Às vezes, em resposta a sua súplica, a graça divina o visita, porque Deus em Sua bondade e amor responde às petições daqueles que o invocam; mas porque ele não se habituou e se treinou na prática das outras virtudes, ou ele perde a graça que recebeu, caindo por causa da auto-presunção, ou então ele não se dedica a essa graça e não cresce nela.
A morada e o lugar de descanso do Espírito Santo são a humildade, o amor, a gentileza e os outros mandamentos sagrados de Cristo. Se, portanto, uma pessoa deseja crescer e alcançar a perfeição ao adquirir todas essas virtudes, ela deve se forçar a adquirir e deve estabelecer-se primeiramente na oração, lutando e esforçando-se com seu coração para torná-lo receptivo e obediente a Deus.

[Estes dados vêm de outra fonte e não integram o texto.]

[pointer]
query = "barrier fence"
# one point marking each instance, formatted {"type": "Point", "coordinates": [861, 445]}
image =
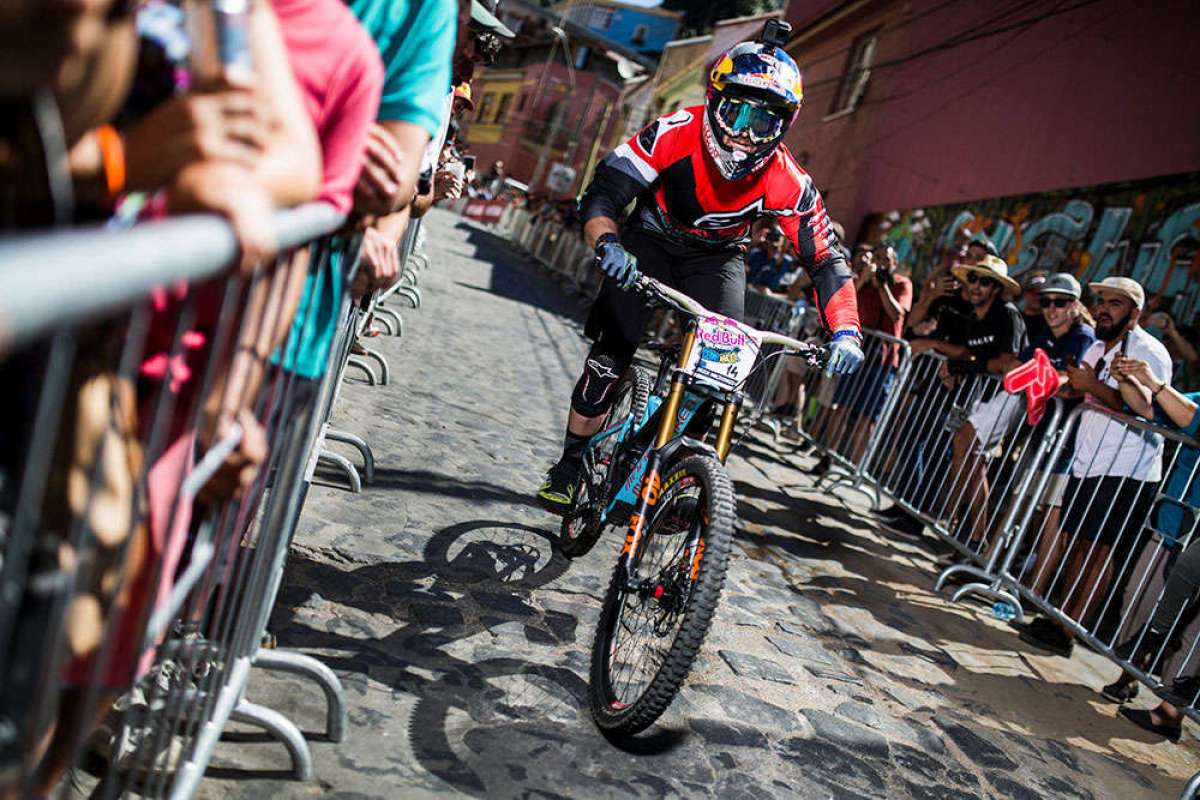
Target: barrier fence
{"type": "Point", "coordinates": [1107, 555]}
{"type": "Point", "coordinates": [162, 429]}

Se ele primeiro se forçar dessa maneira, subjugando completamente a resistência de sua alma, através de um bom hábito tornando-a obediente, de modo que ela se junte a ele em sua oração e súplica, então a graça da oração que ele foi dada pelo Espírito cresce e floresce, repousando sobre ele junto com a humildade, o amor e a gentileza abençoada que ele também procurou adquirir.
Assim, então, o Espírito também lhe concede essas virtudes, ensinando-lhe a verdadeira humildade, o amor genuíno e a gentileza que ele se impeliu a pedir. Assim, ele cresce e é tornado perfeito no Senhor, e é considerado digno do reino dos céus. Pois o homem humilde nunca cai: de onde, de fato, ele pode cair se ele se considera abaixo de tudo? Enquanto a arrogância mental leva a uma grande humilhação, a humildade ao contrário é uma grande glória e é altamente exaltada.
Aqueles que verdadeiramente amam a Deus não o servem para obter o Reino, como se estivessem envolvidos no comércio, pensando em ganho, nem para evitar o castigo que está reservado aos pecadores. Eles o amam porque Ele é o seu único Deus e Criador, pois eles conhecem a hierarquia apropriada das coisas e sabem que é dever dos servos agradar seu Senhor e o Criador; e eles se submetem a Ele com grande compreensão diante de todas as aflições que lhes acometem. Muitos são os obstáculos que se encontram no caminho para agradar a Deus. Pois não apenas pobreza e obscuridade são provações para a alma, mas também riquezas e honras.
Na verdade, em certa medida até mesmo o consolo e a facilidade que a graça confere à alma podem facilmente se tornar uma tentação e um obstáculo se a alma não estiver devidamente consciente desses efeitos de graça e não os desfrutar com grande circunspecção e compreensão:
porque o espírito do mal tenta persuadir a alma a relaxar agora que ela possui a graça, e assim consegue implantar nele letargia e apatia. Assim, mesmo a participação na graça requer cautela e discrição da parte da alma, para que a alma demonstre o devido respeito pela graça e produza frutos dignos dela.
Existe, portanto, o perigo de que não só a aflição, mas também o relaxamento possa provar ser uma tentação para a alma, já que, através de ambos ela é testada pelo Criador, de modo a deixar bem claro que ela O ama não por causa de algum ganho mas por Ele próprio, Ele que é verdadeiramente digno de amor e honra.
Para os desatentos, que são deficientes na fé e imaturos mentalmente, existem muitos obstáculos para a vida eterna - não só coisas angustiantes e dolorosas, como doença, pobreza e obscuridade, mas também os seus opostos, como riquezas, honra e louvores dos outros, bem como a guerra invisível do diabo.
Para aqueles com fé, compreensão e coragem, por outro lado, tais coisas ajudam e favorecem o progresso em direção ao reino de Deus: como diz São Paulo: "Todas as coisas trabalham juntas para o bem para os que amam a Deus" (Rom. 8:28). O homem devoto, portanto, atravessando, superando e transcendendo as coisas consideradas pelo mundo como obstáculos, abre caminho para o amor divino apenas. "As cordas dos pecadores me enredaram", escreve o salmista, "mas não esqueci a Tua lei" (Salmo 119: 61. LXX).